14 DAY TRIAL // MacKeeper security researcher Chris Vickery has discovered a database belonging to an abandoned iOS app that's easily accessible via the Internet, exposing the personal details of over 198,000 users.
The Kinoptic iOS app allowed users to create cinematic slideshows of their photos, piece multiple photos into a video-like slideshow, and even animate smaller portions of one photo, all for the purpose of sharing with their friends and family.

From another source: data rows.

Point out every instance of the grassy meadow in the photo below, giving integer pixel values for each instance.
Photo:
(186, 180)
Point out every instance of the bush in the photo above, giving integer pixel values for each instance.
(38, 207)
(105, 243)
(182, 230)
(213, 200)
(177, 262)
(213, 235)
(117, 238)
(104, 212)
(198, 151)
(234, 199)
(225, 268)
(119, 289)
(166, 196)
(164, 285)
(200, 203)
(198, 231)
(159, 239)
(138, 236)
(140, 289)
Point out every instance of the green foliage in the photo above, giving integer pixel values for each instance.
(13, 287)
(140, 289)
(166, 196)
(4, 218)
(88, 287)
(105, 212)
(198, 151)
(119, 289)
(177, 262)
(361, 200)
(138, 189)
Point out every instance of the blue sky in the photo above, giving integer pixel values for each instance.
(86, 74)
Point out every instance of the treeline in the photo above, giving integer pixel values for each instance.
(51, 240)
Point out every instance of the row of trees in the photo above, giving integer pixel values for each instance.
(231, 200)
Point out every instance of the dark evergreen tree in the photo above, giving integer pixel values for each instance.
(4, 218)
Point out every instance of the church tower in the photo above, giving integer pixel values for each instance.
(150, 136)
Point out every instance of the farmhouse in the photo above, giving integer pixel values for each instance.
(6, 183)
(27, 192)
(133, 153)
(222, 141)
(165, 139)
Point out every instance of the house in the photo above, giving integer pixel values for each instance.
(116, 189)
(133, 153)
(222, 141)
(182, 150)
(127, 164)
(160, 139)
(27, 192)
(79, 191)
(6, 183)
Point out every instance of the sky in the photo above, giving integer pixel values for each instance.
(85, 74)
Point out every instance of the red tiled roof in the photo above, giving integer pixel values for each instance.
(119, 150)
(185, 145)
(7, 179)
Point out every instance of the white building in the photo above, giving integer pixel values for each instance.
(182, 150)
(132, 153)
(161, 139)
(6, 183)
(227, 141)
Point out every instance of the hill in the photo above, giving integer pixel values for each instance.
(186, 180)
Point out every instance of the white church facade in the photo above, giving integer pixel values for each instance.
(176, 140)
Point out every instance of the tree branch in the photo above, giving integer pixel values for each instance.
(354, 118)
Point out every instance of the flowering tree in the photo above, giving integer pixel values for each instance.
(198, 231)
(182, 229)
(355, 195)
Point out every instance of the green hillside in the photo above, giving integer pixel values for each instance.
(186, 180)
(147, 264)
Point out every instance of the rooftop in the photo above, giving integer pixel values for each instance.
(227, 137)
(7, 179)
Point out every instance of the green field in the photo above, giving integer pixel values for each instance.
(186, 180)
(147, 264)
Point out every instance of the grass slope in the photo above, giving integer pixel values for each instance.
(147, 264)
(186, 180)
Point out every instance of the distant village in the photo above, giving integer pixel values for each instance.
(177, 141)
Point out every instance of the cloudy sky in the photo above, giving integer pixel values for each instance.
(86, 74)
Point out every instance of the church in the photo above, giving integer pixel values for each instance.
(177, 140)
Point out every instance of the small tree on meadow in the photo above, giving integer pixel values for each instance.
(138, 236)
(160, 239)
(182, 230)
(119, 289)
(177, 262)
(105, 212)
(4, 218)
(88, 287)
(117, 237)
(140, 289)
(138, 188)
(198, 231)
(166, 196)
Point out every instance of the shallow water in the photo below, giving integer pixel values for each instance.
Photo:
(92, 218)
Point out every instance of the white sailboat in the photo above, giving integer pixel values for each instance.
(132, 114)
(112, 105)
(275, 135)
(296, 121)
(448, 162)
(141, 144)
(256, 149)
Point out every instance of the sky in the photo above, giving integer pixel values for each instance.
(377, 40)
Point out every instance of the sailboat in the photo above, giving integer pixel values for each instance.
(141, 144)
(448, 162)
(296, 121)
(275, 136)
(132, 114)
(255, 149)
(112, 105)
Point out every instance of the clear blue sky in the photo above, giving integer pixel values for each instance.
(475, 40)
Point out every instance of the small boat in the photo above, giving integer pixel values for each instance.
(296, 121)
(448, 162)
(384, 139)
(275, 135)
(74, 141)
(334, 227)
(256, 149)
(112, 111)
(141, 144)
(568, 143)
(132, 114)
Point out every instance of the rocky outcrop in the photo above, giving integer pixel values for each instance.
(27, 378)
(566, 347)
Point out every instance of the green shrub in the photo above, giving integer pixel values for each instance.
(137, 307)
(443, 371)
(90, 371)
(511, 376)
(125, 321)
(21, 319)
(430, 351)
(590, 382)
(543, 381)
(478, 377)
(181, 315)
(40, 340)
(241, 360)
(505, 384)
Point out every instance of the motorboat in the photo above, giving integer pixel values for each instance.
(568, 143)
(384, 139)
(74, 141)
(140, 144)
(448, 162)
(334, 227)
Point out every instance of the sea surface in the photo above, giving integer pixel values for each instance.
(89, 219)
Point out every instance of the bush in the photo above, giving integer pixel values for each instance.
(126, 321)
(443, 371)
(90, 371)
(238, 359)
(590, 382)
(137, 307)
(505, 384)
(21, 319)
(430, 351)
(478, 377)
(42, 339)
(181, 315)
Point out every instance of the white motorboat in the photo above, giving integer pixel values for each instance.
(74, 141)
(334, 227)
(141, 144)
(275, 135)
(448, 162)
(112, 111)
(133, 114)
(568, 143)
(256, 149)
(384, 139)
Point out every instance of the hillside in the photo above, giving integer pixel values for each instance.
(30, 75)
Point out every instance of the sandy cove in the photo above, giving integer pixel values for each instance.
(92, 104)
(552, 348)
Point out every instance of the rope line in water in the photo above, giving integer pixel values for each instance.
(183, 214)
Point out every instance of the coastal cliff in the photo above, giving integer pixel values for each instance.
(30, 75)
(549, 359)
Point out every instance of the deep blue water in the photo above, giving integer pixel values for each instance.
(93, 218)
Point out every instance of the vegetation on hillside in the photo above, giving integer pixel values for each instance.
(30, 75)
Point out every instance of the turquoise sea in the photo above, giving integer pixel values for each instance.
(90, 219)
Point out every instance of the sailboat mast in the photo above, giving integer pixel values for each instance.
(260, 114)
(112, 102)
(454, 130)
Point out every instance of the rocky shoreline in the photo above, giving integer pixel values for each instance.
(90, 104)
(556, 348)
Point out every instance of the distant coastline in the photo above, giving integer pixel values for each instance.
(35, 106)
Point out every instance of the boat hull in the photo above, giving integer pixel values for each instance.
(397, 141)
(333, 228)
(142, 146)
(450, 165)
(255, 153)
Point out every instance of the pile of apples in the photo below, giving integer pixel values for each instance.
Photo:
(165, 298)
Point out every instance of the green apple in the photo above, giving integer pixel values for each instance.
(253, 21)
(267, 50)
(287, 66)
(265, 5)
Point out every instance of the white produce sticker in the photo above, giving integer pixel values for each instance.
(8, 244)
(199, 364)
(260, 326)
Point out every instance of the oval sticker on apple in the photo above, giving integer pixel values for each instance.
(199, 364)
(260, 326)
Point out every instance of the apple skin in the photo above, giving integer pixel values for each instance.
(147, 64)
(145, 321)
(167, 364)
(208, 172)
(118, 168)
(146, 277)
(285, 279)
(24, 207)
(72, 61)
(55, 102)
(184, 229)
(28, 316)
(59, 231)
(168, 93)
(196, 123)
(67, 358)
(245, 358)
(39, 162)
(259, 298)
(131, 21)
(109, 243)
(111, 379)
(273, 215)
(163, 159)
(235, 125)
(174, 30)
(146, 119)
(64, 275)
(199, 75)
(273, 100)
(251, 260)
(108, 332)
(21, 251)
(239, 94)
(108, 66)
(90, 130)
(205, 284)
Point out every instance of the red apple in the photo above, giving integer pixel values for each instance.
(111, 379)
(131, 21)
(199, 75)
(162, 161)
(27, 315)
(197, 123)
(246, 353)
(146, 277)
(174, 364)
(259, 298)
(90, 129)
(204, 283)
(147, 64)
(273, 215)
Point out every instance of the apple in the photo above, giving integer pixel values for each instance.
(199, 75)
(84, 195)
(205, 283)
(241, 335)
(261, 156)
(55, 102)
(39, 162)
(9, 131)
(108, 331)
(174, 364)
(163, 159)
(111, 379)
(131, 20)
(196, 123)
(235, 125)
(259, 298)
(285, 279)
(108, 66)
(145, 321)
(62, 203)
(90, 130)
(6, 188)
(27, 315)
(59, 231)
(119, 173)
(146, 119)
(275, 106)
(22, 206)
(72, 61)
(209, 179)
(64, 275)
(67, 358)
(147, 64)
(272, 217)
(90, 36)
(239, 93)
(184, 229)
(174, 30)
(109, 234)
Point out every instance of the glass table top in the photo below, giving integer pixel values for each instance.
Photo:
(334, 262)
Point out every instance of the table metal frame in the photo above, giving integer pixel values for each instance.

The app launched in 2012, and by the end of 2015, after failing to garner a bigger following, the app was removed from Apple's App Store, and its website later succumbed in the early days of 2016.
Now, security researcher Chris Vickery, who has made a habit of searching the Internet for exposed MongoDB databases, says that the (MongoDB) database associated with this app has remained online, despite Kinoptic's shutdown.
Kinoptic developers left MongoDB online after shutting down the app
Instead of being powered down and scraped like developers usually do with discontinued apps, Kinoptic's developers simply abandoned their service, leaving it as it was.
Mr. Vickery says that this database is exposed online via a default MongoDB configuration that allows anyone to access its content without any authentication.
Exposed data includes usernames, email addresses, and hashed passwords, along with other details stored in Kinoptic profiles.
Apple didn't want to help the researcher track down Kinoptic's devs
But this isn't the worst news that Vickery delivered yesterday, saying that there is no way to get in contact with the app's developers, which means this data will remain online until the database is powered down, or the developers stop paying their server bills.
Besides contacting the app's authors via support email addresses listed in earlier versions of the app, Vickery has even gone as far as to contact Apple's App Store team for details about Kinoptic developers.
Apple unapologetically washed their hands of the whole thing, saying that because the app is not listed on their App Store anymore, they just don't care.
The only thing former Kinoptic users can do right now is to change the passwords for accounts where they have used the same passphrase.